So it's not the purpose of the wall in keeping people out but just the optics of it being a wall instead of a fence or other barrier?
That doesn't make any sense to me from a perspective of logic or being rational but I suppose maybe it does make some sort of sense from an emotional perspective, perhaps. A barrier is a barrier and the point of it is exactly the same...
Is your house safe from burglars, cherry? Is there any way a burglar could get into your house? Wouldn't your house be safer if you put in $5 million of improvements? So why don't you?
For the two same reasons, I'd bet, as to why we shouldn't build a 50 foot wall.
1. No matter how much security you add, someone who is motivated enough can always get past it. Even if we have a 50 foot concrete wall along the entire length of the Mexican border, illegals would sneak along the coast, or tunnel under the wall, or climb over the wall, or fly over the wall, or just blow a hole in it. Walls cannot stop everyone. They can only discourage the less motivated and/or prepared.
Any wall can be breached; any safe can be cracked; any house can be broken into. Higher security makes it harder, but can never make it impossible.
2. Spending that much money on security simply isn't worth it. The law of diminishing returns. Our security wouldn't be enhanced that much with an $12 billion+ wall, as compared to a fence. The few percent of those trying to cross that would be deterred by a 50 foot wall compared to a 25 foot fence is not worth the 100x or more cost of the wall. It may look impressive, but it won't do much more than a fence would. You would still need border agents to patrol the wall. You would still need to maintain the wall.
You can go broke trying to buy security. You have to balance the cost against the threat.
And the bottom line is that the threat from terrorists and illegals is still relatively miniscule. Take the number of murders in this country for any recent year. Subtract the number of murders from illegals and terrorists who snuck across the border. Now divide it by the original number. What'd you get? 99 percent? 99.5 percent? 99.9 percent?

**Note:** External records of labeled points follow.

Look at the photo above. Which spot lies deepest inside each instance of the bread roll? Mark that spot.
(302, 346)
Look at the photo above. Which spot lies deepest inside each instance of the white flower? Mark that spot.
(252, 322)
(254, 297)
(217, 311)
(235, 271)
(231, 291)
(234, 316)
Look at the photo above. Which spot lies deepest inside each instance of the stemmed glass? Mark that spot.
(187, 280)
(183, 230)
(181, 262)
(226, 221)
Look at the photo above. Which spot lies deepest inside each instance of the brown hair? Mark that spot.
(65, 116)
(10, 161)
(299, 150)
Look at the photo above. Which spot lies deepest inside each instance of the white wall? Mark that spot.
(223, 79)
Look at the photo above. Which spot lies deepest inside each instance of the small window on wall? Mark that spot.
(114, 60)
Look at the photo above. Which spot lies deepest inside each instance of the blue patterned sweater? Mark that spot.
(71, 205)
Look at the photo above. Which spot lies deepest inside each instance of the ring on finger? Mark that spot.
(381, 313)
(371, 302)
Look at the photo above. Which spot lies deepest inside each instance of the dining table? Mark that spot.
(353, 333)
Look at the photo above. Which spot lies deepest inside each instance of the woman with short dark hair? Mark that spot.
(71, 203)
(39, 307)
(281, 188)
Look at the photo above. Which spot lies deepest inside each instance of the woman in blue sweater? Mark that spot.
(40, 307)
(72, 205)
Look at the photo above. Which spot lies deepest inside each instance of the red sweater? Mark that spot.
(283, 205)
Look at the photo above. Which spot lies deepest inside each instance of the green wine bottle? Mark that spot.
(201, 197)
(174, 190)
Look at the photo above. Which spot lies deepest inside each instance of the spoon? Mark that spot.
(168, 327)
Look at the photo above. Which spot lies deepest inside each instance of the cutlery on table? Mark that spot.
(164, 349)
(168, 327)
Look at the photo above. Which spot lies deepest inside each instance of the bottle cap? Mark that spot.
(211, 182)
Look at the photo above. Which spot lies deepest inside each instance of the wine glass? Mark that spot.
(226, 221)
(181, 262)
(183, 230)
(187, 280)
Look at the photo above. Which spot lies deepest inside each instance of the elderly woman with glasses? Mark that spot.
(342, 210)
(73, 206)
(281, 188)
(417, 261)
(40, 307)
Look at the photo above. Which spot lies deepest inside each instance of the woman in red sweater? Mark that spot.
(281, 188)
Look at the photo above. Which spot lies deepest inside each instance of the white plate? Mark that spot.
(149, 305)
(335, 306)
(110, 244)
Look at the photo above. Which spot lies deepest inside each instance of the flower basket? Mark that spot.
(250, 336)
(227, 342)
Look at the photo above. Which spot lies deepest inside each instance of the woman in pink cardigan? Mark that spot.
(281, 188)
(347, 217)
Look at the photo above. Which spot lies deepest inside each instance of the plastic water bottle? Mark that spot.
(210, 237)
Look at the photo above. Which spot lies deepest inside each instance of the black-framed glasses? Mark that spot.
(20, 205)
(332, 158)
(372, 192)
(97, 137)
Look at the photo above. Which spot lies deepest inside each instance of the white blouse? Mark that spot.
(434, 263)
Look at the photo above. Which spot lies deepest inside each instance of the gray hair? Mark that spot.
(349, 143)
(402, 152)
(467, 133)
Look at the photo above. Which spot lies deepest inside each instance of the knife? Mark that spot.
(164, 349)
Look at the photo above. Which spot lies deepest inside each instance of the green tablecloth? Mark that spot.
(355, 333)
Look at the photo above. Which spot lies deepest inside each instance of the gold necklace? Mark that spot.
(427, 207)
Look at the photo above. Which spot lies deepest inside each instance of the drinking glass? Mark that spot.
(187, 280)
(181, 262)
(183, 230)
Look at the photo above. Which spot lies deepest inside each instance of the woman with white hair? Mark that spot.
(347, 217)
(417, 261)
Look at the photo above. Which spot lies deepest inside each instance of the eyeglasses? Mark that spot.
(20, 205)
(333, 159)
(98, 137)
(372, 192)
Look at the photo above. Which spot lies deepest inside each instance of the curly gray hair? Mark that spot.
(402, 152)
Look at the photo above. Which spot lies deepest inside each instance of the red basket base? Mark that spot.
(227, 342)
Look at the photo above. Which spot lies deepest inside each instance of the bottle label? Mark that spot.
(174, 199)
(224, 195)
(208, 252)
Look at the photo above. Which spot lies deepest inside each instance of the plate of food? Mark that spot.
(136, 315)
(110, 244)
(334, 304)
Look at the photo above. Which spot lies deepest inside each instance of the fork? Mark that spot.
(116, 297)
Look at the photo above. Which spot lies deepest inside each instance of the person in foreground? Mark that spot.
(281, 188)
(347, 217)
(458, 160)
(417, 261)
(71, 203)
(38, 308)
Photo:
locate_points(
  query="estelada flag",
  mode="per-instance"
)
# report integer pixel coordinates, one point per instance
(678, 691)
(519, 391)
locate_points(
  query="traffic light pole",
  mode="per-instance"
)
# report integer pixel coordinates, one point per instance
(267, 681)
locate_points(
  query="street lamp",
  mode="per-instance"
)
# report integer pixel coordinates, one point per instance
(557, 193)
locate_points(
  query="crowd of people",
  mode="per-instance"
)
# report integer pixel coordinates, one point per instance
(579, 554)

$8 billion won't buy diddly-squat.
So, I suppose you'll say, then why have any fences? Why not just tear down all the fences and let anyone who wants to come in?
Which brings us back to your house analogy. If you can't afford to spend $5 million dollar improving you house security, or don't think it's worth it, why don't you just disconnect the burglar alarm, take off the front door, open all the windows, and leave your house lights off all the time? What does it matter--you can't stop anyone from breaking in, can you?
Because these measures do prevent most burglaries. They prevent the casual burglar from just dropping by when he feels like it. They make it harder for him to break in the first place, and increase the chances he'll be caught.
If Trump was serious about increasing border security, he'd propose things that would help--increasing border patrols, building more low-cost fencing, going after employers of illegals who provide the main incentive for people to illegally cross the border.
These things would help, at a cost/benefit ratio that would be rational. These could work.
But a wall? A pie-in-the-sky solution. (Do you recall the link from a few months ago that estimated how much concrete this wall would require? It was something like 40 percent of all the concrete we use for like ten years, IIRC. Nuts.)
But Trump likes big ideas. We should ask him for a unicorn to go with it.